Prominent Brancusi experts, such as Pavel Suvara and Doru Strambulesc from the Brancusi Research and Documentation Centre in Targu Jiu, have welcomed Popescu's action. But others, such as Doina Lemny, researcher at the Pompidou Centre and Brancusi expert say "there is no doubt" about the legality of Nicol's claim.

“I have consulted lawyers and specialists in the field who made the thread of events regarding this copyright, and it follows that for years, authorities have been granted rights that they did not have,” Popescu says. He plans to take the case to court within the next few months.

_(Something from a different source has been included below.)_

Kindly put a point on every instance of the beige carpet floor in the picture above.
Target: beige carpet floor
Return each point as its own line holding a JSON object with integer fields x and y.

He is undeterred by the results of a court case in 2002, when Visarta successfully sued Targu Jiu City Hall, the Constantin Brancusi Culture and Art Center and the advertising agency McCann Erikson for using images of Brancusi’s Endless Column in a soft drink commercial.

"I refuse to wait another 7 years for something to which my community has been entitled since 1973!"
Iulian Popescu

Visarta president Irina Florescu says: “There is a clearly written legal procedure here. But apparently, not all users want to follow the letter of the law. You can’t make a mockery of his oeuvre by producing kitsch.”

But Popescu, who dismisses the current laws as "urban legend", says he will not "bow his head" to Visarta's legal team. "I refuse to wait another 7 years for something to which my community has been entitled since 1973!"